Magellan gets runs on the board
Pace of outflows slows as downside protection kick in and new chief executive appointed.
Things could finally be looking up for Magellan as the embattled fund manager reports steadying outflows across its funds and short-term outperformance at its flagship strategy.
New data released last Thursday revealed that funds under management (FUM) declined at a slower pace than earlier this year. Total FUM for the month of April fell to $68.6 billion from $70 billion a month earlier. This comes after investors yanked more than $10 billion out of the fund manager between January and February.
Two days later, the fund manager reported that its flagship Magellan Global Open Class (ASX: MGOC) outperformed the benchmark in April for only the second month in a year, returning 0.6% against the MSCI World Net Total Return Index’s -3.1% decline.
Magellan also announced early on Wednesday it had appointed ex-Future Fund deputy chief David George as chief executive.
While it remains premature to call a turnaround, Morningstar equity analyst Shaun Ler described April’s numbers as “encouraging” and a welcome “relief” for shareholders.
“We won’t be celebrating just yet, but if things turn out better than expected there is a potential upside here,” he says.
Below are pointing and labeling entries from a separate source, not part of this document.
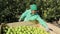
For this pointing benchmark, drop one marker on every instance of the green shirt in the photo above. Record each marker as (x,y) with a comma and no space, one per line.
(27,16)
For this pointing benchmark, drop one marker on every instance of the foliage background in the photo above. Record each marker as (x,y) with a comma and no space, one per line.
(11,9)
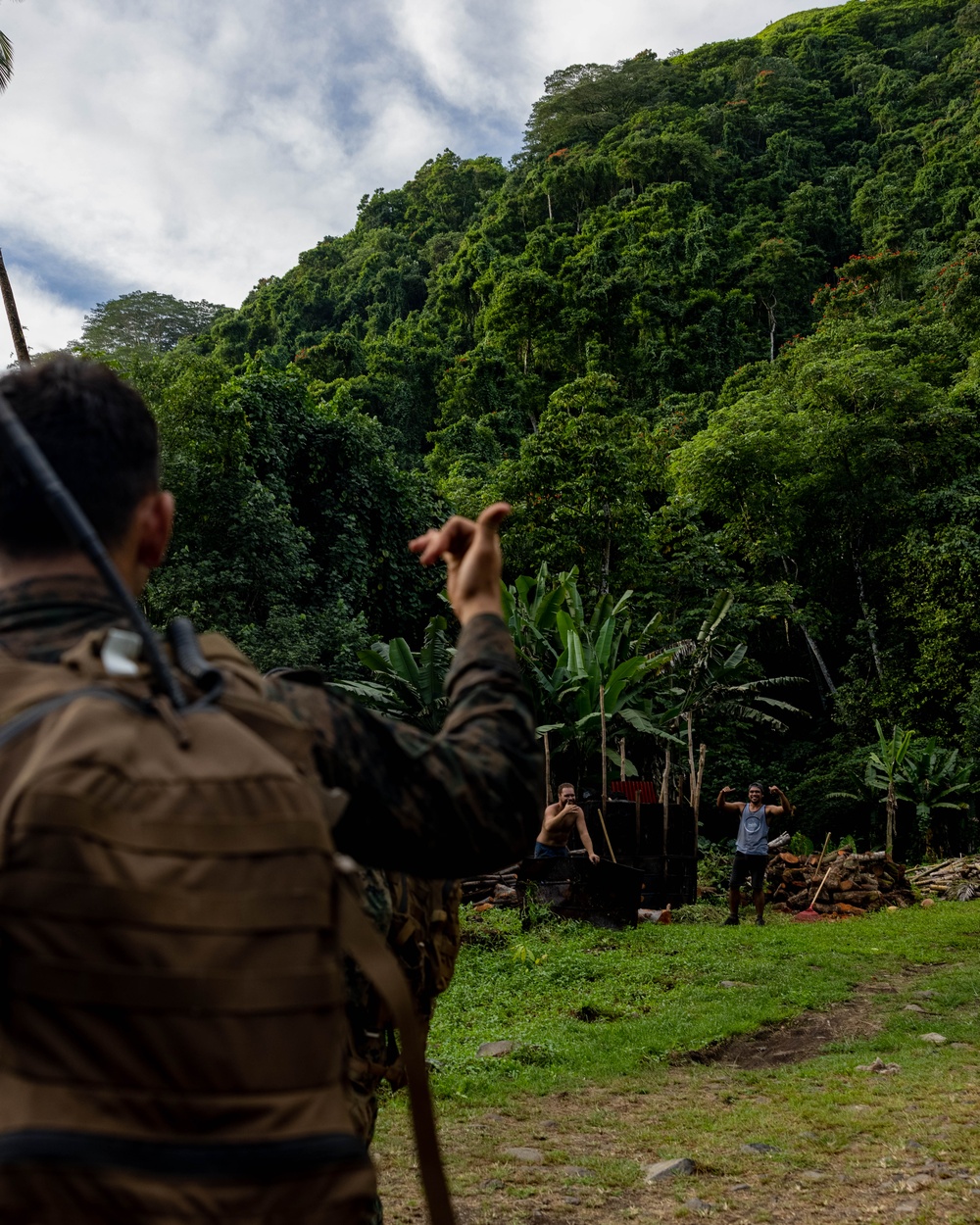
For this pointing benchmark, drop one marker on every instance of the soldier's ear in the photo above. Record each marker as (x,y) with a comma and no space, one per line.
(153,523)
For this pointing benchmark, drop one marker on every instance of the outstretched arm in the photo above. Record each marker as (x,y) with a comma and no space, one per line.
(784,807)
(466,799)
(583,833)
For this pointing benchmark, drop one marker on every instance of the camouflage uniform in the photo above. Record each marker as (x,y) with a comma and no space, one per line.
(446,805)
(462,802)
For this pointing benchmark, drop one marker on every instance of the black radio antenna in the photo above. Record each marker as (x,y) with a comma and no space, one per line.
(74,519)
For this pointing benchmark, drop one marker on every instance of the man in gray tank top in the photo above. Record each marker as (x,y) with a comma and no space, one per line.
(751,846)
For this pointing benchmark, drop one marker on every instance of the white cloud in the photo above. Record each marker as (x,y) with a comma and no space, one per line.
(52,323)
(194,148)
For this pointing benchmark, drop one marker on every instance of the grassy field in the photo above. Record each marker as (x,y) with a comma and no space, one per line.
(598,1101)
(588,1004)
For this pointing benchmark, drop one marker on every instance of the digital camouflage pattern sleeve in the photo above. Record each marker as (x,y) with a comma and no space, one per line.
(465,800)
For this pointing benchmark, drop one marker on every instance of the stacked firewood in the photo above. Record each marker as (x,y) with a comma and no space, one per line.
(956,880)
(856,883)
(496,888)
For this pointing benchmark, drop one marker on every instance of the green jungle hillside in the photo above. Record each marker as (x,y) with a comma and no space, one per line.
(715,328)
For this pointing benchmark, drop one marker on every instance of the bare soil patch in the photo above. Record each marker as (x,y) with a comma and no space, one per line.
(808,1035)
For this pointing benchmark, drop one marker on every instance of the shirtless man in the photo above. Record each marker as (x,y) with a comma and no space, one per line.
(751,846)
(557,828)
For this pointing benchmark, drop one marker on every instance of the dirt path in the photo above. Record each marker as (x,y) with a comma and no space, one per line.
(778,1131)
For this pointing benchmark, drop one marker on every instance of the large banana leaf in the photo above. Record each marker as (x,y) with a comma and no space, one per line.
(403,662)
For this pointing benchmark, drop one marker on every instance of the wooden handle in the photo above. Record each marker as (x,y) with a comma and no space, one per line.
(821,885)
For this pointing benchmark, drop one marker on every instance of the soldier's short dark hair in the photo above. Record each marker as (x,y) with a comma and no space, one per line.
(98,436)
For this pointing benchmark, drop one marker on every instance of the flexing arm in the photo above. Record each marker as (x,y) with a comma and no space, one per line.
(728,805)
(784,807)
(583,833)
(466,799)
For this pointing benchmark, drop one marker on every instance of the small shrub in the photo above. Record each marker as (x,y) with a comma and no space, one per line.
(800,844)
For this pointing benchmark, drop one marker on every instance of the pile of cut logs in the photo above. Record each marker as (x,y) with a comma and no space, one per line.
(856,883)
(956,880)
(496,888)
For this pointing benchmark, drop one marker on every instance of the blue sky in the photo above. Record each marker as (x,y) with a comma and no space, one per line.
(192,148)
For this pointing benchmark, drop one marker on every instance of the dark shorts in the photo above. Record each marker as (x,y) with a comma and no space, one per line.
(749,865)
(542,852)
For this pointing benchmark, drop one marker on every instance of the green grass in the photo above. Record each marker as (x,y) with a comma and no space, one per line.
(656,991)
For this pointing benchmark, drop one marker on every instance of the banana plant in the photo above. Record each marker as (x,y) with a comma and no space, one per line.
(929,777)
(882,773)
(568,658)
(408,685)
(714,679)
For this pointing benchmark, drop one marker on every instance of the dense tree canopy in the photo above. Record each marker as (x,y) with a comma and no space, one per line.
(715,327)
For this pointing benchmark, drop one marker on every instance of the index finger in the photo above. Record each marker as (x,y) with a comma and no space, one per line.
(449,538)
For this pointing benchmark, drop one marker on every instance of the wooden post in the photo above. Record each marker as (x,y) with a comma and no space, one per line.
(602,725)
(701,756)
(609,844)
(16,331)
(665,798)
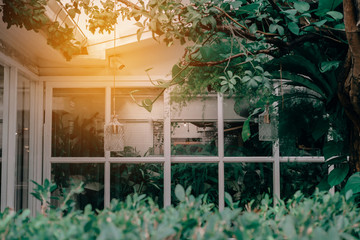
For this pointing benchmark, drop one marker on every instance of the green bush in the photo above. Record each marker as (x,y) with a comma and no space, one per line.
(320,216)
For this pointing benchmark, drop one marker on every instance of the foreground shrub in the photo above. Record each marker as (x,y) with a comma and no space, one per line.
(319,217)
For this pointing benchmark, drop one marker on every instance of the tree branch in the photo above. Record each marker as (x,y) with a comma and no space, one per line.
(214,63)
(130,4)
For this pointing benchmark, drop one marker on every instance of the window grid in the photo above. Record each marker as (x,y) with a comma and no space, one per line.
(167,159)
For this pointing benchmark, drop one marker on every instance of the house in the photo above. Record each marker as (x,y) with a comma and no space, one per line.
(53,113)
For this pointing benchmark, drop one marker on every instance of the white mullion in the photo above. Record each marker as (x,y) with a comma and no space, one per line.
(39,160)
(5,135)
(221,180)
(11,140)
(276,171)
(107,166)
(167,149)
(32,144)
(47,133)
(303,159)
(248,159)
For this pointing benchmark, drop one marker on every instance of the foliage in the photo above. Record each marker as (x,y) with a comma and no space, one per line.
(80,140)
(320,216)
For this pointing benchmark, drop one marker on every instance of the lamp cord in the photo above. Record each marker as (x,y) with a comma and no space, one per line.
(114,69)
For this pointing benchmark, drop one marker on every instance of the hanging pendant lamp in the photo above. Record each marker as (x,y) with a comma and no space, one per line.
(267,126)
(114,133)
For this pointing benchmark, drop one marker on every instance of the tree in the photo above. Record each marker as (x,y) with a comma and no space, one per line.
(238,46)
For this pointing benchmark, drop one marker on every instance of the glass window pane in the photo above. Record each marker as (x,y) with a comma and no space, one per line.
(248,181)
(143,129)
(300,141)
(202,177)
(194,128)
(22,142)
(142,178)
(235,114)
(91,174)
(301,176)
(78,122)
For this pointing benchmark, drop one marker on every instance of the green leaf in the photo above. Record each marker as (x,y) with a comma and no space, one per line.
(298,79)
(332,149)
(180,193)
(321,127)
(294,28)
(273,27)
(329,65)
(328,4)
(336,160)
(245,134)
(249,8)
(320,23)
(301,6)
(336,15)
(353,183)
(236,4)
(337,175)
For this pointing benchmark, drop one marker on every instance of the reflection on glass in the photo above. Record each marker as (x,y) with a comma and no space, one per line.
(194,138)
(142,178)
(78,122)
(301,176)
(194,128)
(91,174)
(236,111)
(143,129)
(202,177)
(22,143)
(248,181)
(236,146)
(1,116)
(301,141)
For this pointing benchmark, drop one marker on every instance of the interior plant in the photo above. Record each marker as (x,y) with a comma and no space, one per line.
(80,140)
(317,217)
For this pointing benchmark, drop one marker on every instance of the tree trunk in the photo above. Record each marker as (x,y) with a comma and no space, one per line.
(354,150)
(349,85)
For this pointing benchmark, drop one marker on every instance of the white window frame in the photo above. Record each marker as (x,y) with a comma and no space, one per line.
(167,159)
(12,69)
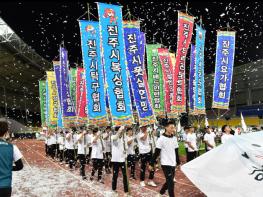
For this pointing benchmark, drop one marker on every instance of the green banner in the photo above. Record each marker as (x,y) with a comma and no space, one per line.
(42,98)
(155,79)
(72,80)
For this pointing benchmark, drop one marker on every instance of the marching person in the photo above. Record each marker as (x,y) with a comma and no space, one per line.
(192,144)
(97,155)
(166,147)
(69,145)
(107,140)
(82,139)
(61,143)
(119,148)
(131,153)
(186,130)
(9,153)
(143,139)
(209,139)
(226,134)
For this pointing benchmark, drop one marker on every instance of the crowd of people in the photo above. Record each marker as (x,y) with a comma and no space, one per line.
(111,149)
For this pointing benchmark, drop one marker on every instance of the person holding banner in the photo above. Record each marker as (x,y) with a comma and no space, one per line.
(143,139)
(119,147)
(226,134)
(131,153)
(191,141)
(61,142)
(209,139)
(166,147)
(107,140)
(69,145)
(96,155)
(82,138)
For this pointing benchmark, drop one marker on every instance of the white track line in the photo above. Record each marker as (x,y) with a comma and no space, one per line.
(136,185)
(70,173)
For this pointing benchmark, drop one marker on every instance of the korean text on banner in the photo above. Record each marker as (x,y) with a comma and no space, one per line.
(53,99)
(199,71)
(225,52)
(43,102)
(81,104)
(184,35)
(68,108)
(113,47)
(155,79)
(166,63)
(95,88)
(135,60)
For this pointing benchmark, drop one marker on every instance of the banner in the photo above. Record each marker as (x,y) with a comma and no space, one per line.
(155,79)
(199,71)
(67,106)
(234,168)
(225,53)
(111,29)
(95,88)
(53,99)
(135,61)
(81,99)
(72,82)
(47,104)
(184,35)
(43,101)
(167,67)
(192,77)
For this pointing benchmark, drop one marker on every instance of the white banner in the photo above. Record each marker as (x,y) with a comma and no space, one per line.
(232,169)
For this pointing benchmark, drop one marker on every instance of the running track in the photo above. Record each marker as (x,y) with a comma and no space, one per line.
(45,178)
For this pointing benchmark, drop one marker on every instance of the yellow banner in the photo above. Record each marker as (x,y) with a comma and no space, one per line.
(53,99)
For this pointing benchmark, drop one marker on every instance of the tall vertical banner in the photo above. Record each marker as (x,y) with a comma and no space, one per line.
(155,79)
(184,35)
(199,72)
(53,99)
(95,88)
(115,66)
(192,81)
(67,106)
(43,101)
(47,104)
(166,63)
(72,82)
(81,99)
(135,60)
(225,52)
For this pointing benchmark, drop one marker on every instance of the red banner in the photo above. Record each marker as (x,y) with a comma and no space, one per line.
(167,67)
(185,31)
(81,100)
A slew of new leaders appointed since co-founder Hamish Douglass departed on medical leave in February are racing to chart a way out of the share market rout that has wiped 68% off Magellan’s share price since last July.
Magellan burnished its once-touted reputation for downside protection in April amid the worst global market selloff in years, a skill which they demonstrated during the initial month of the Covid-19 market downturn.
The fund’s 9% cash holding helped insulate it from plummeting global equity and bond markets. Interim lead portfolio manager Chris Mackay also oversaw tweaks to the $10 billion fund. Disclosures in March and April show cash holdings and the allocation to consumer defensive stocks rose slightly. Exposure to internet and ecommerce was slashed from 15% to 11%.
Netflix, formerly the fund’s second-largest holding, was trimmed to 2.9% as the streaming giant reels from a 70% share price rout this year. Mackay also unveiled new stakes in US Bancorp and Lloyds Banking Group.
The fund finalised its exit from the disastrous foray into Chinese technology, selling the remainder of its stake in Alibaba. It comes roughly nine months after the fund ditched fellow Chinese tech giant Tencent.
“It looks like a series of portfolio changes to get more leverage to rising interest rates and reduce exposure to technology,” says Ler.
Magellan Global continues to lag its benchmark over one-, three-, five- and ten-year periods.
Fund flows edge lower
Respite on the performance front comes amid tentative signals the rush out of Magellan funds could be slowing.
Shares in Magellan Financial Group (ASX: MFG) rallied just over 5% last Thursday after Magellan released data showing FUM declined at a slower pace in April.
Torrential outflows could be slowing but more time is needed for an exact picture, says Ler. April’s data did not distinguish between funds shrinking due to the market downturn and outflows, he adds.
“Recent net outflows have been a little bit less than I expected. Overall, it’s a positive sign,” says Ler.
“I’m still forecasting outflows in my model, but if they don’t turn out to be as bad as I expect, there’s potential for upside.”
Profits from Guzman sale not ‘material’
Magellan also announced on Monday it would sell its stake in Mexican fast-food chain Guzman y Gomez as it refocuses on its core funds management business. Proceeds from the $140 million sale will likely be returned to shareholders via dividends and buybacks.
Magellan will walk away from its stake in Mexican food chain Guzman Y Gomez (GYG) with a double-digit return but the profits are too small to meaningfully move the dial, says Ler.
The sale price is a 36.3% premium on the $95.4 million Magellan paid back in January 2021. There may be a further payment of $6 million if GYG hits performance targets.
Magellan plans to use the proceeds, estimated at $34 million pre-tax in fiscal 2022, to support its ongoing program of buybacks, dividends and capital management issues.Shareholders received a $1.10 dividend in early March as the fund manager announced it would buy back up to 10 million shares on market.
New chief executive
Ex-Future Fund deputy chief David George will take over as chief executive at Magellan, the company announced before the bell on Wednesday.
He will take the reins on August 8th and have direct responsibility for Magellan's investment functions and overall responsibility of operations.
George oversaw a $170 billion dollar portfolio in his 14 years as deputy chief investment officer, public markets, at Australia's sovereign wealth fund.
Chairman Hamish McLennan said the board was unaimous in its decision to appoint George:
"As an external hire, David brings an outstanding investment management pedigree, a strong client service and results orientation and fresh perspectives to our team," he said.
This article was amended on 11 May to reflect Magellan appointing a new chief executive.